Posted on April 3, 2019, in Board Game and tagged , , , . Bookmark the permalink. 8 Comments.

  1. Justin_T_Call

    Sounds like I’ll have to play some more rounds before I can make a final opinion! The six-player game was too long and too swingy (though I account that as much towards everyone learning how to play as towards the actual rules and balance of the cards).

    For myself, the zippiness of Evolution was one of its best traits, and Oceans sacrifices that. And while I applaud the concept of the Deep Deck and its crazy cards, I remain skeptical about them being properly balanced. True, the cost of paying for those cards goes a long way towards keeping that balance (as is risking to play them early enough to be profitable), and some crazy deep cards can counteract other crazy deep cards . . . but from what I observed, it largely remains a zero-sum game (sacrifice this thing to hurt one player but you will help all the others; sacrifice this other thing and to help yourself and you help the other players, too).

    But that was only my first game, and it was with six players, so I could be far off the mark. I’m glad you got to play the game several times and develop and more informed opinion. I doubt I’ll back the Kickstarter campaign, but I’ll try and play Oceans at least two more times before forming a final opinion of my own.

    • Agreed, I don’t think I’ll be playing it with six again. It’s odd because our six-player game was one of the worst plays of the year, but with two, three, and four it’s gotten better each time. I wish I could have tried it with five before my review, but it seemed like a good time to publish.

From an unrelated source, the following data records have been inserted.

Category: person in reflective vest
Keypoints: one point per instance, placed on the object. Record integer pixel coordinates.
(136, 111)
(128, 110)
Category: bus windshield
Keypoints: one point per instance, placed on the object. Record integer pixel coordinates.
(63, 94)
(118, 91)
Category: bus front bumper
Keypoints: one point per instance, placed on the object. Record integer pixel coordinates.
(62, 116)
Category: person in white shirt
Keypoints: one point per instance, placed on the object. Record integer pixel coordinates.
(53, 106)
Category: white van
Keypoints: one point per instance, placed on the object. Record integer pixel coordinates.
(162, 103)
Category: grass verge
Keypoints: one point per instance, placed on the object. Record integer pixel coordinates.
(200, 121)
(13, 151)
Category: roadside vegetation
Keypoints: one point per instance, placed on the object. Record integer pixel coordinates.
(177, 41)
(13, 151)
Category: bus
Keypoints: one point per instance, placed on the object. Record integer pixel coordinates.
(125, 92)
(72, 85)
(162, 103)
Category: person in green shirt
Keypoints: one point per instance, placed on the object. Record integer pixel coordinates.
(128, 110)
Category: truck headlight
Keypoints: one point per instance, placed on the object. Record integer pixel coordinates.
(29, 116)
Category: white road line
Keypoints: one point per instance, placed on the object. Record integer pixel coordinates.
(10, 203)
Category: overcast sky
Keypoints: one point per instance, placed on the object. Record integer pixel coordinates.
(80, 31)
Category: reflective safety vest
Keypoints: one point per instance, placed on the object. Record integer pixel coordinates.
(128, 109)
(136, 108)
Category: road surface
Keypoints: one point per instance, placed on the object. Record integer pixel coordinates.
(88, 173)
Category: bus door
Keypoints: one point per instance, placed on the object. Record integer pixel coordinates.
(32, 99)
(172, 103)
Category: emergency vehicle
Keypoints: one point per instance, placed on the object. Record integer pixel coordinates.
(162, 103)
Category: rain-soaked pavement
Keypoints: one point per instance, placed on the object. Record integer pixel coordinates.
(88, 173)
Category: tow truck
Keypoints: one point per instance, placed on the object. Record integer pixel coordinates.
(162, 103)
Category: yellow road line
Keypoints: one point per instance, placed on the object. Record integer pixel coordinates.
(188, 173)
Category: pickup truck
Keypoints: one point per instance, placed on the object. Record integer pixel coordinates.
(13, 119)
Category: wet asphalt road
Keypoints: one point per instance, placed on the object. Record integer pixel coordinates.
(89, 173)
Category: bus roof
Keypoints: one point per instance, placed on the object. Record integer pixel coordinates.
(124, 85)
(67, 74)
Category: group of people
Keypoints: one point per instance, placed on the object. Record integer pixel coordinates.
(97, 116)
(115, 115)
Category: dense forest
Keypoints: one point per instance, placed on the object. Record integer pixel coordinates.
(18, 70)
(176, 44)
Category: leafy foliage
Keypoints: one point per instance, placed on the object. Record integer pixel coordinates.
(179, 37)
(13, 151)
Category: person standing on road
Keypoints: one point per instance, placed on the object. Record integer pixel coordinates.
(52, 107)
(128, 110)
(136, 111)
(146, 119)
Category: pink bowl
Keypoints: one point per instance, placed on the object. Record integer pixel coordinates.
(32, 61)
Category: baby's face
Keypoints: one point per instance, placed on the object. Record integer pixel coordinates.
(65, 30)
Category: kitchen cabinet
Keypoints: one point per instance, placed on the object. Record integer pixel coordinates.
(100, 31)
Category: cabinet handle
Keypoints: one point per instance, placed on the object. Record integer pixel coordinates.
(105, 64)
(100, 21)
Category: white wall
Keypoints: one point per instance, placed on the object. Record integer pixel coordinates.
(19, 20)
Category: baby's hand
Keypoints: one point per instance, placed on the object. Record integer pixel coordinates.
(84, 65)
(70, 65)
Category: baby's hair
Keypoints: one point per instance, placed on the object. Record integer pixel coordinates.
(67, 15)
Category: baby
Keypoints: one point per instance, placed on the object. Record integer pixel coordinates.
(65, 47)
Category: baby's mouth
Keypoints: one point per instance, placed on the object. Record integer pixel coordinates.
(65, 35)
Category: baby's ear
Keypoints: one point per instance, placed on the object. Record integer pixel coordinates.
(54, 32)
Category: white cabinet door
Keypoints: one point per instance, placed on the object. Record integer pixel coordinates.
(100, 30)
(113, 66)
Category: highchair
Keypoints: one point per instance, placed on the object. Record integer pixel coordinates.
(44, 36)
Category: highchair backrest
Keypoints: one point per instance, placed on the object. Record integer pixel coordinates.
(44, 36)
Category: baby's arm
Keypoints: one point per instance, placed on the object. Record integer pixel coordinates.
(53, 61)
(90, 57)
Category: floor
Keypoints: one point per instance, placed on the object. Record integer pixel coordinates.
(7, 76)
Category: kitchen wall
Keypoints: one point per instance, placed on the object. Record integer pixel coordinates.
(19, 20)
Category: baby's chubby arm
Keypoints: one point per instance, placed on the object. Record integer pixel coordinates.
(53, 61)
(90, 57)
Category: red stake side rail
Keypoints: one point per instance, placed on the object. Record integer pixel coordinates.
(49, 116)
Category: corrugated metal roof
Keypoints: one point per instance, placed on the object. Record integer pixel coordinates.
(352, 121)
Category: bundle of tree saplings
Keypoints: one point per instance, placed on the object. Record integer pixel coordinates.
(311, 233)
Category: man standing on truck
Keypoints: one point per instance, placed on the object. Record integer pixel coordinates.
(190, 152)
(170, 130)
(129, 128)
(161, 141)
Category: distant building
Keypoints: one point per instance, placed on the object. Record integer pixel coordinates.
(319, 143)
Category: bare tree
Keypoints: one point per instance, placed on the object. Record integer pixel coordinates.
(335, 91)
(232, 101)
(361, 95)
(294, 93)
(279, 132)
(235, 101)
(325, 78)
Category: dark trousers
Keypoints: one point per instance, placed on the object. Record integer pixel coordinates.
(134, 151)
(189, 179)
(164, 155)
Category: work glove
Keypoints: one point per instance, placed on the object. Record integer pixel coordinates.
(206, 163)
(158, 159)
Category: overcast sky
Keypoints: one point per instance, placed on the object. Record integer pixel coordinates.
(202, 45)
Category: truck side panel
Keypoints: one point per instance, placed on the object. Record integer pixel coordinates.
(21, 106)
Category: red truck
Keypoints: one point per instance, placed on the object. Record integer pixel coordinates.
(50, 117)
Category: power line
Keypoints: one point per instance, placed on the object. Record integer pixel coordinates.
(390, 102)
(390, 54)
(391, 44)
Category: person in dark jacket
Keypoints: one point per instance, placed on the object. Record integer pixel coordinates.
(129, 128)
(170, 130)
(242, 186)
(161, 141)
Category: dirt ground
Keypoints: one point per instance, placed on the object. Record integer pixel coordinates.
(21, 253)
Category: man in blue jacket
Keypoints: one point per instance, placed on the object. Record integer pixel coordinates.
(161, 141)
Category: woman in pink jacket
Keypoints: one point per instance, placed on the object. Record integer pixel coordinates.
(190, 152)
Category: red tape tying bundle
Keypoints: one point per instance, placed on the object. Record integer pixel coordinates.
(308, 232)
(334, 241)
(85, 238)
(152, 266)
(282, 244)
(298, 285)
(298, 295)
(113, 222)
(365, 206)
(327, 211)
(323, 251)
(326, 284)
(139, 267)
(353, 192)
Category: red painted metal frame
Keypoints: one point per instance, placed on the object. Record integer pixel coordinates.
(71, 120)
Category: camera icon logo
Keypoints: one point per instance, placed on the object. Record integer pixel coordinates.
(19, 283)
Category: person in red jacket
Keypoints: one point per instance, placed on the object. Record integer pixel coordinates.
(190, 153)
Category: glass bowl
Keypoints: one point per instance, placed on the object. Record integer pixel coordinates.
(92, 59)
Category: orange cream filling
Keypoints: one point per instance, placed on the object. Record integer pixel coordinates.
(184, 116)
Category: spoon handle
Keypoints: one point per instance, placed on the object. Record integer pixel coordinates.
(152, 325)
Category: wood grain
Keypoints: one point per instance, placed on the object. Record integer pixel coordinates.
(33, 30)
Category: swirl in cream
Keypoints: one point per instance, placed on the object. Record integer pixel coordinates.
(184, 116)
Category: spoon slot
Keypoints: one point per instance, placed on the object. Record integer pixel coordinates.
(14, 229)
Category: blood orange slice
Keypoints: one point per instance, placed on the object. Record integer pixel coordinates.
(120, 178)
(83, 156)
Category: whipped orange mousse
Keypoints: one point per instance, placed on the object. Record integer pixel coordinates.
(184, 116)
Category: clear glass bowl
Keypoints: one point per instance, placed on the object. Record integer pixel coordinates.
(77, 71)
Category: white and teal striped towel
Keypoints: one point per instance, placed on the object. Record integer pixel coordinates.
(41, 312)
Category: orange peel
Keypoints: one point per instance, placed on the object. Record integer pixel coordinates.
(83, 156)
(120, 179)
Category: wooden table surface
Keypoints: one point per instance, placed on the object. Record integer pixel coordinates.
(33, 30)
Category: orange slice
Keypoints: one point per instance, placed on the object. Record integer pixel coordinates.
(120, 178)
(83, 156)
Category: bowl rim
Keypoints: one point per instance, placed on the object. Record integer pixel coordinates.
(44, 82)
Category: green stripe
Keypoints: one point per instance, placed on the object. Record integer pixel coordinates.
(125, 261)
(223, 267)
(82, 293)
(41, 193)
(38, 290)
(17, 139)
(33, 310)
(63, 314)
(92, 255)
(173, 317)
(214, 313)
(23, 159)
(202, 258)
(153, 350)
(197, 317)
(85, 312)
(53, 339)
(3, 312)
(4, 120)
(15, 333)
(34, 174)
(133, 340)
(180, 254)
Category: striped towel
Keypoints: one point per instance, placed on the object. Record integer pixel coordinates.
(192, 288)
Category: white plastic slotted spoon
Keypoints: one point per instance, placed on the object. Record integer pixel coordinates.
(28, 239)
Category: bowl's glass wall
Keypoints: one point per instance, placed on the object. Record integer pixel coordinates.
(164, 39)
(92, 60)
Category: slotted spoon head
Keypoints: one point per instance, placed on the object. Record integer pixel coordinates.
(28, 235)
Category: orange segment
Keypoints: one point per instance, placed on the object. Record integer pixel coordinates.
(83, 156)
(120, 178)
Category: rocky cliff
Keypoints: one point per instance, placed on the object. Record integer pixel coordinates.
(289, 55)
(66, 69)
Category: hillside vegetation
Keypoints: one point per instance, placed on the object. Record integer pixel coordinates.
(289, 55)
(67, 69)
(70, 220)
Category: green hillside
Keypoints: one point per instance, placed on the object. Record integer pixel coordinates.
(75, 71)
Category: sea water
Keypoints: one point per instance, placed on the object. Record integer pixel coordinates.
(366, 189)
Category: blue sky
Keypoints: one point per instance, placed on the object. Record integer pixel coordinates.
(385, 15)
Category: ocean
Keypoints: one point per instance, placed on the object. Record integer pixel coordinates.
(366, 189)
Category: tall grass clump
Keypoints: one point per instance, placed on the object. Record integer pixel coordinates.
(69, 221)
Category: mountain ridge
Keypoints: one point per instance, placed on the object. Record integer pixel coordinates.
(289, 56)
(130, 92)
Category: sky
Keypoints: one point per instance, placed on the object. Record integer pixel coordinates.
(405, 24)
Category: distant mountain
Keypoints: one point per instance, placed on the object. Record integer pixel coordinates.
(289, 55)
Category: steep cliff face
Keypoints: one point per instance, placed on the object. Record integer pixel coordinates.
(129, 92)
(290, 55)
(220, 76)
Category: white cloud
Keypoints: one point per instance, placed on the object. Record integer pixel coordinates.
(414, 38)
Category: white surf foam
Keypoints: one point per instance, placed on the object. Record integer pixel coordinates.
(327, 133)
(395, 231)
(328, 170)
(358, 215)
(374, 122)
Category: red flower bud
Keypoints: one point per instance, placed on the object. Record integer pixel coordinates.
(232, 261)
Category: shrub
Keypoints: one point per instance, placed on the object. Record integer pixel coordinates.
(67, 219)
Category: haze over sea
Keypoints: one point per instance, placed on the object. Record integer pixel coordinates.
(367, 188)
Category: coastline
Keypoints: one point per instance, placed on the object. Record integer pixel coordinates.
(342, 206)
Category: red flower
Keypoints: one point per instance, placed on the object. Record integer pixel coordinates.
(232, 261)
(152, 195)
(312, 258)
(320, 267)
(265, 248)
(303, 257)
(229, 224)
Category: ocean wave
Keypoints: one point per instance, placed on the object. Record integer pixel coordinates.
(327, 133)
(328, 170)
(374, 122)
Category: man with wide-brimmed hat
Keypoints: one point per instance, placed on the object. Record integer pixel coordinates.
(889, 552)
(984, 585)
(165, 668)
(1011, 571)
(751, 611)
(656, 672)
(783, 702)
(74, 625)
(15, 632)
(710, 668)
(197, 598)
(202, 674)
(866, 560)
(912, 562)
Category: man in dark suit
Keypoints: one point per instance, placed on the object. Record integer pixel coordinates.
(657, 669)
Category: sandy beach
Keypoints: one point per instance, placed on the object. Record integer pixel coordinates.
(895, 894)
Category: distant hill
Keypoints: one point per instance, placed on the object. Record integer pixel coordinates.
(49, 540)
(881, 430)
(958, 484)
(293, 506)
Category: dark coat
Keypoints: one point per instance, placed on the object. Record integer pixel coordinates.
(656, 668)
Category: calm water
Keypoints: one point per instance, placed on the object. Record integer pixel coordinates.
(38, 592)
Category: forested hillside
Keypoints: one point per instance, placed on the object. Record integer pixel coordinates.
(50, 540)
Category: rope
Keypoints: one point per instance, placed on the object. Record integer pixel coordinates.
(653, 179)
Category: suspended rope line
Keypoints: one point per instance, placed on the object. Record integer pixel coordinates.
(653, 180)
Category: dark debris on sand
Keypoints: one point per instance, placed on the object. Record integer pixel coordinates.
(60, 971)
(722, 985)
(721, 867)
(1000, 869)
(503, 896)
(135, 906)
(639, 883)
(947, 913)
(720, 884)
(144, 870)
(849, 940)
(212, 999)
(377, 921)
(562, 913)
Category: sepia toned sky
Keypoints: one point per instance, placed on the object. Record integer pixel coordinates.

      • I’ve played once 3P and once 5P and I won’t play 5P again. No sir, I will not. The downtime was significant and the two furthest players gained a bonus trait – Distance: The player at the end of the table not be able to see what you’re up to. Eat toxic algae, four-eyes. Throw in an event that triggered frequently – Radiation burst: Shuffle all your tabled traits and lay them out randomly – and the whole thing turned into a bit of a memory game\random species generator.

        Now that I’m thinking about it, I might also balk at a game with the Radiation Burst trait. The fun is setting up a base and squirreling away some deep traits to cause mayhem later. Letting the game hinge on a random shuffles of DNA damage doesn’t sit too well.

      • Yeah, I’m not a big fan of the game at higher counts. We’ve had some good plays with five, but in those cases everyone went in with the full knowledge that this would be a “conversation” game, not a tightly competitive experience.

  2. Alexandre Limoges

    Daniel, how many turns, approximately, does the “first act” last. I guess I don’t mind a wild second act, but I hope you can enjoy the balance and control of the first act long enough, and that the game won’t simply be won and lost by the Deep oceans cards…

    • In the iteration I played, maybe 40-50% of the playtime. However, the game isn’t won or lost entirely by Deep cards; those are played on the basis of what was built in the first act. Both are integral.

      • Alright, so the first act is definitely significant? When I see a wilder finish, my worry is when it seems to be a phase in which many more VP’s are generated, making the first part more of a prologue than a truly meaningful act. I have not played, so it’s hard to figure out. I just want the controlled part to be important.

      • The controlled part provides the foundation, and investing in one or two Deep cards early can help establish a strategy that will mesh with later plans. Both acts are important, the first for establishing the basic ecosystem and the second for surgically upsetting it. Evolution already exists; this shakes up the formula in some unexpected ways, but they’re ways I found appealing.

        I can only speak for the version I was sent, of course. Anything is subject to change. I’ll be doing a review once the game releases.